By Meghna Suryakumar, co-founder and CEO, Crediwatch
The ongoing coronavirus outbreak is truly a “black swan” event in the history of pandemics and has left companies around the world wondering what the recovery would be like. It has created a serious cash flow challenge for businesses, with micro, small and medium-sized enterprises (SMEs) in particular struggling to survive with hindered access to credit.
Since most small businesses operate on very thin margins, a lack of capital threatens their survival. While obtaining formal credit has always been a major challenge for SME workers, the situation only got worse after the pandemic. This is because SME lending is seen as a risky proposition and Indian banks and NBFCs continue to rely on archaic methods of underwriting credit, putting small business owners at a disadvantage when seeking finance.
The pandemic has further highlighted the shortcomings of traditional risk assessment models, as well as their inability to assess creditworthiness. Traditional credit rating focuses primarily on asset pricing, which is generally based on some fundamental data such as time spent in business, personal credit score, industry scope, and annual earnings. These data are important, but they cannot be the only indicator of a company’s creditworthiness, especially in the current scenario of economic uncertainty and changing business environment. Also, when it comes to credit monitoring, many lenders lack the resources and infrastructure to monitor and monitor MPMI companies on a regular basis …
There is clearly an urgent need for robust technology-based solutions that use both traditional and alternative data points to guide lenders in their credit decisions and postpayment monitoring for SMEs.
Automated credit acceptance
An automated credit acceptance system uses advanced technologies such as machine learning to measure the risk a potential borrower presents to the lender. Analyze a borrower’s application form and alternative data such as bill payment history, GST and EPFO documents, pending lawsuits, etc.
After considering all of this information, the automated underwriting system determines whether the applicant can repay the loan within the agreed time frame. Unlike manual credit assessment, automated credit assessment is free from human bias and provides a more comprehensive assessment. Banks and other financial institutions using automated credit underwriting models can make faster and more accurate credit decisions and, most importantly, treat all borrowers, both established and small businesses, in the same objective way.
Real-time early warning systems for actionable signals
Market uncertainty requires borrowers’ portfolios to be monitored on an almost daily basis and even near real time. Early warning systems can enable lending with real-time data across all their portfolios and offer the benefit of scaling, effort optimization, and huge cost savings (in the form of potential saved NPAs).

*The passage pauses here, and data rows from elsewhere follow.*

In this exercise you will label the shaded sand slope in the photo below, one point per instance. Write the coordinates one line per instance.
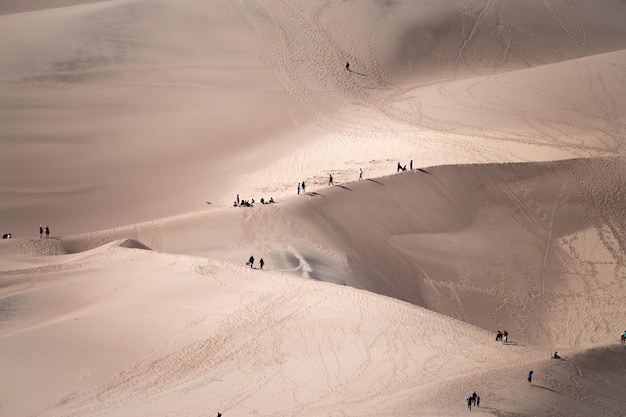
(537, 248)
(125, 111)
(122, 331)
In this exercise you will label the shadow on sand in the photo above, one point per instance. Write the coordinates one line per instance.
(357, 73)
(546, 388)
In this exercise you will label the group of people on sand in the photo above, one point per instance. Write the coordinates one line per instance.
(250, 203)
(42, 231)
(473, 400)
(251, 262)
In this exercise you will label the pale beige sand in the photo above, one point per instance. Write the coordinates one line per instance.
(129, 126)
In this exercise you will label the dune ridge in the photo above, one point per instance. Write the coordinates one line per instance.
(131, 126)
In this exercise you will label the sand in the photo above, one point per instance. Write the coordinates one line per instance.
(129, 127)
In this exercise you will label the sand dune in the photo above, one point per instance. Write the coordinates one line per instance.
(129, 126)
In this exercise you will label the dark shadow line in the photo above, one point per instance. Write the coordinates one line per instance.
(546, 388)
(357, 73)
(514, 344)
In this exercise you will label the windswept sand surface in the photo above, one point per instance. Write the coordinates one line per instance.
(130, 126)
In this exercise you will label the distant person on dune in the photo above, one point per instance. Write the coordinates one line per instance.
(499, 336)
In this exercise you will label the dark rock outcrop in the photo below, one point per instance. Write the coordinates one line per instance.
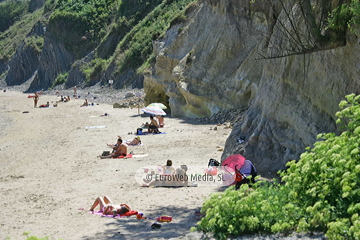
(217, 60)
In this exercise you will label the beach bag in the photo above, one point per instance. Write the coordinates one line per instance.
(105, 153)
(139, 131)
(213, 163)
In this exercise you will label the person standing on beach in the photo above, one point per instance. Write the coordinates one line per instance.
(36, 99)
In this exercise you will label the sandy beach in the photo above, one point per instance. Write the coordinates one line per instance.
(50, 170)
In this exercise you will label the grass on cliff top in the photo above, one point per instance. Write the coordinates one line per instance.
(136, 47)
(320, 192)
(12, 37)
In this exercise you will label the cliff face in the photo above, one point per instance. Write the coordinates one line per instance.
(214, 61)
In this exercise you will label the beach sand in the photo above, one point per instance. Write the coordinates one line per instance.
(50, 170)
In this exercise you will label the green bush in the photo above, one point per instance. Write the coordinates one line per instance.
(344, 16)
(321, 191)
(136, 47)
(60, 79)
(10, 11)
(35, 42)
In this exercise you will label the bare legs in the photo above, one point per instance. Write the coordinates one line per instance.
(102, 201)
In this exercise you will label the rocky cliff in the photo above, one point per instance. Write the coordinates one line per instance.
(230, 54)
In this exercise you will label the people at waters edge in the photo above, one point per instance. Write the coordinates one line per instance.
(85, 104)
(107, 207)
(161, 120)
(119, 150)
(36, 99)
(168, 168)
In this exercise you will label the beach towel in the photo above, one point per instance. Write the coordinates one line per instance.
(95, 127)
(146, 133)
(127, 156)
(128, 214)
(132, 156)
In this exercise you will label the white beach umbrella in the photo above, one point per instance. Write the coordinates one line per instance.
(153, 110)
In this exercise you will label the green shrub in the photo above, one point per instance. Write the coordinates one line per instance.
(136, 47)
(344, 16)
(60, 79)
(321, 191)
(35, 42)
(10, 11)
(15, 35)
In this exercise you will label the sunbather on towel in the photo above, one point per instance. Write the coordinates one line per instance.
(161, 120)
(135, 142)
(85, 104)
(178, 179)
(168, 168)
(107, 207)
(119, 150)
(153, 126)
(45, 105)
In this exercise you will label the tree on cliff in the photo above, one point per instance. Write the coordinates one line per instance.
(320, 192)
(305, 26)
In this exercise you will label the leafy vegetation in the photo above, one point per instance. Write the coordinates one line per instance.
(12, 37)
(10, 12)
(345, 16)
(320, 192)
(35, 42)
(136, 47)
(60, 79)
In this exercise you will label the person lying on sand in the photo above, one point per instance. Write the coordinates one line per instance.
(168, 168)
(135, 142)
(85, 104)
(107, 207)
(153, 126)
(178, 179)
(119, 150)
(161, 120)
(45, 105)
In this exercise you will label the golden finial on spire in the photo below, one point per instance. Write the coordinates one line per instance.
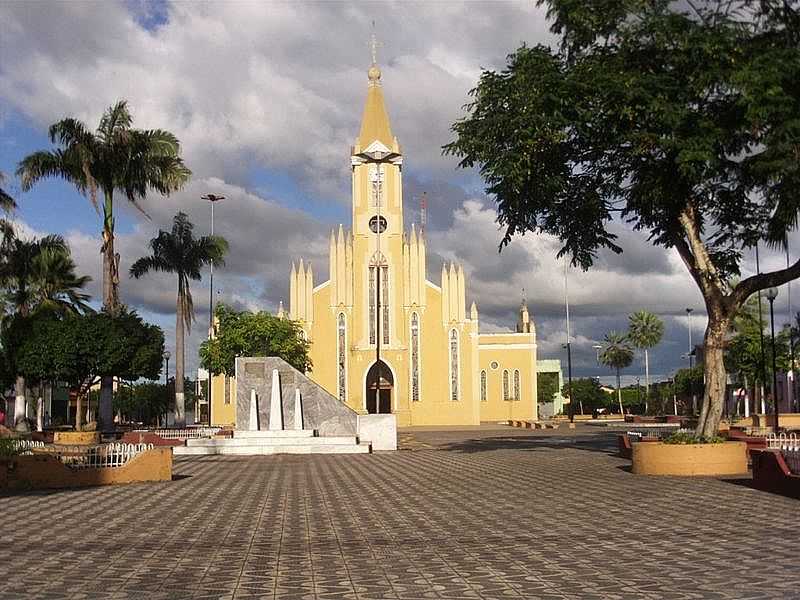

Based on machine learning-based algorithms, these systems extract useful information from data signal libraries to detect fraudulent activity at an early stage and distinguish between genuine and unauthorized borrowers. New early warning systems have been developed for specific sectors and markets to make the adoption process faster and less error-prone. The Reserve Bank of India (RBI) has enforced the use of early warning systems in banks, a measure that has helped to minimize the risk of red flag accounts (RFAs).
COVID impact score
The stress test on credit portfolios is now needed to measure the impact of COVID-19 on businesses. Proprietary data analytics platforms can help lenders assess the impact of COVID by evaluating and analyzing companies across multiple dimensions, both at the industry level (severity, longevity, operating and financial leverage and revenue growth) and at the company level (regulatory compliance, process control, media sentiment, financial performance, budget analysis, etc.). Such a detailed assessment not only helps lenders understand whether a company can withstand the coronavirus crisis, but also helps prevent bad debts from falling.

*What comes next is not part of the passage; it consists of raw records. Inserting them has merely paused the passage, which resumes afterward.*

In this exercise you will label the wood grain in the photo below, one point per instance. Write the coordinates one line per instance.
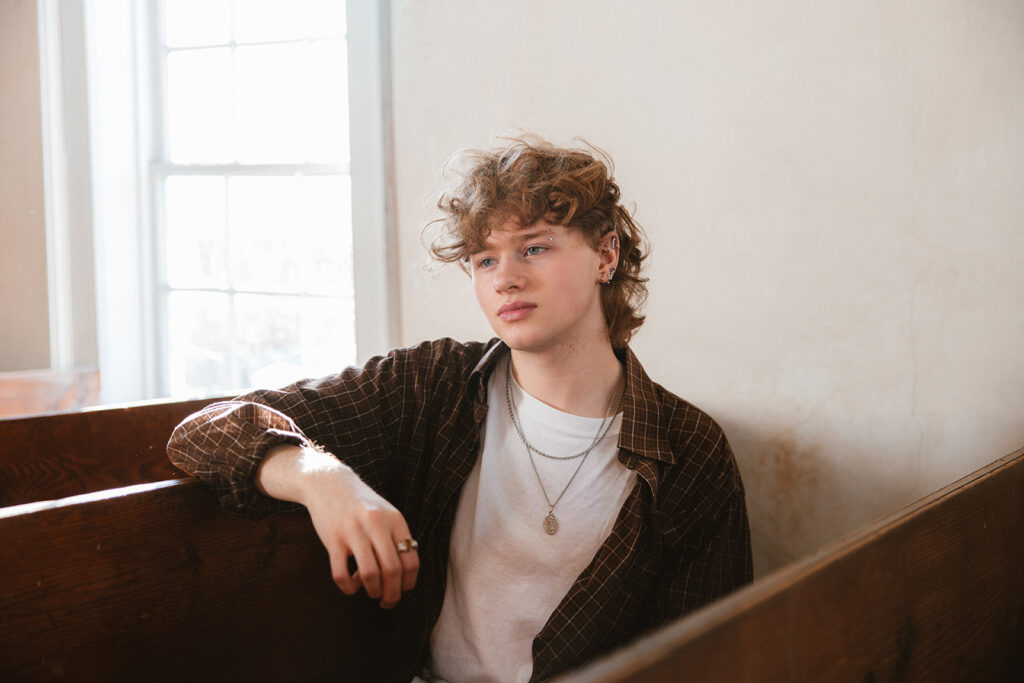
(933, 593)
(67, 454)
(156, 583)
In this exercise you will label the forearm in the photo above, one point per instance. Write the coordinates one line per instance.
(295, 473)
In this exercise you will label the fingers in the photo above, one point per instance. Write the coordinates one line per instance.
(354, 522)
(342, 572)
(371, 560)
(390, 569)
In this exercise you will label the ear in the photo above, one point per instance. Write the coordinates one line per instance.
(607, 251)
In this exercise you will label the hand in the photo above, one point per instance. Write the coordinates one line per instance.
(350, 518)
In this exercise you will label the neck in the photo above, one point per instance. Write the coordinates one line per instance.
(574, 380)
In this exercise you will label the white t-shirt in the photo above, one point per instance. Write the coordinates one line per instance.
(506, 574)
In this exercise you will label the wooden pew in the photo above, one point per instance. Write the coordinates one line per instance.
(54, 456)
(932, 593)
(156, 583)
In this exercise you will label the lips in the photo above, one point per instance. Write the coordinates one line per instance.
(515, 310)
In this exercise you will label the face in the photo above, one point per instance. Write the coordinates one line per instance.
(540, 286)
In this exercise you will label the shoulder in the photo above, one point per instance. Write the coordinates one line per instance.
(695, 464)
(438, 355)
(441, 361)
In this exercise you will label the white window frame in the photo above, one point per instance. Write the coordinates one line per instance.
(127, 303)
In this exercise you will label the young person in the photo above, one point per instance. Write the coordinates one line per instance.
(523, 504)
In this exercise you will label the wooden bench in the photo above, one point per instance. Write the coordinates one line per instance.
(156, 583)
(932, 593)
(55, 456)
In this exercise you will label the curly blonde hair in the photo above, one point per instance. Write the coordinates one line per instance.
(529, 179)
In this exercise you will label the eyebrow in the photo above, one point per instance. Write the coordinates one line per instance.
(525, 237)
(529, 236)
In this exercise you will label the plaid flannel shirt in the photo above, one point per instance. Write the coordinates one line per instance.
(410, 423)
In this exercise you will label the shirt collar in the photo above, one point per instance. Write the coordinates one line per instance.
(642, 431)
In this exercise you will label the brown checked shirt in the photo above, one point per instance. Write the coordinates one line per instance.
(410, 423)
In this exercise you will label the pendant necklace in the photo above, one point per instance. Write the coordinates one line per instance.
(550, 521)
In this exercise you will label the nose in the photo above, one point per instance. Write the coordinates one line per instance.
(508, 278)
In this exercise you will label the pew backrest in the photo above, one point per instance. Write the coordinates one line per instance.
(932, 593)
(54, 456)
(157, 583)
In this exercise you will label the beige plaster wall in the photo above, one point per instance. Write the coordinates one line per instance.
(835, 193)
(24, 315)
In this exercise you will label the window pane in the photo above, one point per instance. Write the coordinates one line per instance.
(328, 335)
(263, 224)
(199, 104)
(283, 339)
(270, 98)
(198, 341)
(327, 113)
(325, 226)
(291, 233)
(269, 331)
(258, 20)
(195, 231)
(194, 23)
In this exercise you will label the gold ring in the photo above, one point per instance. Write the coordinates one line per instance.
(406, 546)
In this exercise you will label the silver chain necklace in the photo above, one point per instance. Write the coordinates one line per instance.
(550, 521)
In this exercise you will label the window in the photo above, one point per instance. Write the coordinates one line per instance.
(224, 185)
(251, 194)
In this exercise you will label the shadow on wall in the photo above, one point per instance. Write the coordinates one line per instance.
(803, 494)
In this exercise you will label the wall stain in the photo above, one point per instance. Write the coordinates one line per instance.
(791, 471)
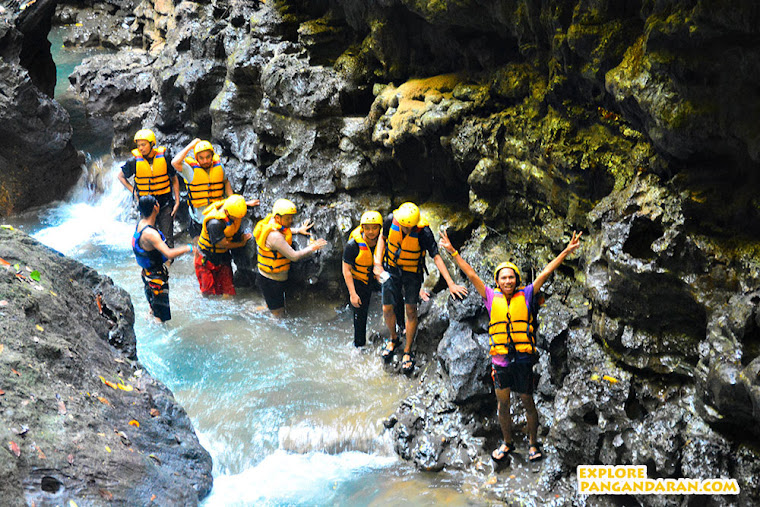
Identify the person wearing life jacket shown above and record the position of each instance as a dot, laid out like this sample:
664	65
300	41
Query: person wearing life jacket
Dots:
153	175
401	254
151	252
358	261
511	308
220	233
205	180
274	239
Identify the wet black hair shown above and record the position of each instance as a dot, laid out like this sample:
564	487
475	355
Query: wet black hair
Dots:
146	205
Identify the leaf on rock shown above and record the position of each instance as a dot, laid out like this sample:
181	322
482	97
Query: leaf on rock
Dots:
107	382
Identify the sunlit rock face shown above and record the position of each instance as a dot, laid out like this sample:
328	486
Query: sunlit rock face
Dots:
513	123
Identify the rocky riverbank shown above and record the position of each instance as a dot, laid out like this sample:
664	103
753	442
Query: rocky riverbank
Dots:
81	419
513	123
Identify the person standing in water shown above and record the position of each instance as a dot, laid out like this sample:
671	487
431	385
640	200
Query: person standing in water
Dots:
274	237
205	179
153	176
151	253
357	270
511	308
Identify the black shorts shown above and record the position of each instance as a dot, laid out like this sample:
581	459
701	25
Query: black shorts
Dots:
517	376
157	292
402	287
274	292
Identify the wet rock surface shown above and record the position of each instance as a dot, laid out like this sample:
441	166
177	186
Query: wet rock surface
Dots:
81	419
513	123
38	161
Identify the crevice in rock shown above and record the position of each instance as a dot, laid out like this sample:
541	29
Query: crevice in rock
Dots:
641	236
751	341
633	408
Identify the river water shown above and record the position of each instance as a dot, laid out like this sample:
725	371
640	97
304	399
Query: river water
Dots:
290	411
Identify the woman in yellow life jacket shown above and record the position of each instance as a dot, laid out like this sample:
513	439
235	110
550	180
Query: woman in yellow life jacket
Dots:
274	237
205	179
357	270
513	349
153	176
400	253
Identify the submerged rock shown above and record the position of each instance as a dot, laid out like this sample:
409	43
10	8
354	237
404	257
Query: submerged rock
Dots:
82	420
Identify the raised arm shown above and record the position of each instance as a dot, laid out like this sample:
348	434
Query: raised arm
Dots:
575	242
155	240
177	160
463	265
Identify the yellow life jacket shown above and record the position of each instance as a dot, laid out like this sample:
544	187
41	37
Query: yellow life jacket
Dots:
215	212
405	251
207	186
511	327
364	261
271	261
152	179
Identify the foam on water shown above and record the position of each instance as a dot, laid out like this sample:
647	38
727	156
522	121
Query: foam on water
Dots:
283	478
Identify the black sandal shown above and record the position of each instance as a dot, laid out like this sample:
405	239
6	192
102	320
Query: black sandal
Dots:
501	452
535	455
407	365
389	348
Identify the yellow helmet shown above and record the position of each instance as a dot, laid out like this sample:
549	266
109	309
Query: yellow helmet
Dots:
236	206
509	265
284	207
408	214
145	135
203	146
371	218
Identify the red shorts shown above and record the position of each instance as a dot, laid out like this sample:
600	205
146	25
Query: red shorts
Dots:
214	279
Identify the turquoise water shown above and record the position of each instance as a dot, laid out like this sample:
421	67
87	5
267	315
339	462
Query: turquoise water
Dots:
290	411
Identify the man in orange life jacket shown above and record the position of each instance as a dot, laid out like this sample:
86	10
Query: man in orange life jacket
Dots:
274	237
151	252
513	343
220	233
153	176
357	270
205	179
400	253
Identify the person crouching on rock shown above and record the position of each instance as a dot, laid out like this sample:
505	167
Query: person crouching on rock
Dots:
274	237
400	253
151	252
513	343
357	270
220	232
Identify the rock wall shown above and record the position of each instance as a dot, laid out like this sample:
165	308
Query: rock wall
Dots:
81	419
38	163
514	122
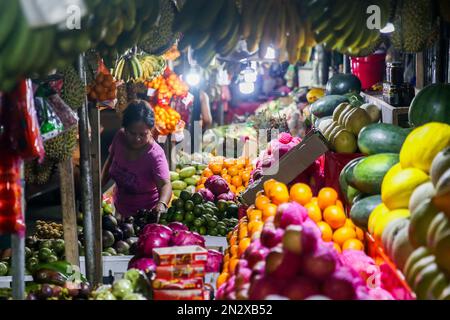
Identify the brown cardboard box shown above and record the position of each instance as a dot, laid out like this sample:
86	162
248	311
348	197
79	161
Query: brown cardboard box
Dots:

SMEs are the hardest hit by the COVID epidemic in terms of uncertainty about business continuity and lack of access to formal credit to expand their business. Although the government has already acknowledged this problem by launching a 3 lakh crore economic incentive package for the SME sector, only Rs 35,000 has actually been disbursed so far. It is the need of the moment to implement automated credit check and acceptance mechanisms that can facilitate faster credit disbursements for small businesses.
Replacing archaic credit score evaluation models with digital ones is no longer an option, but a necessity. Only when the entire credit cycle is digitized will credit institutions truly exploit the available data and grant access to credit to small businesses without compromising the risk factor.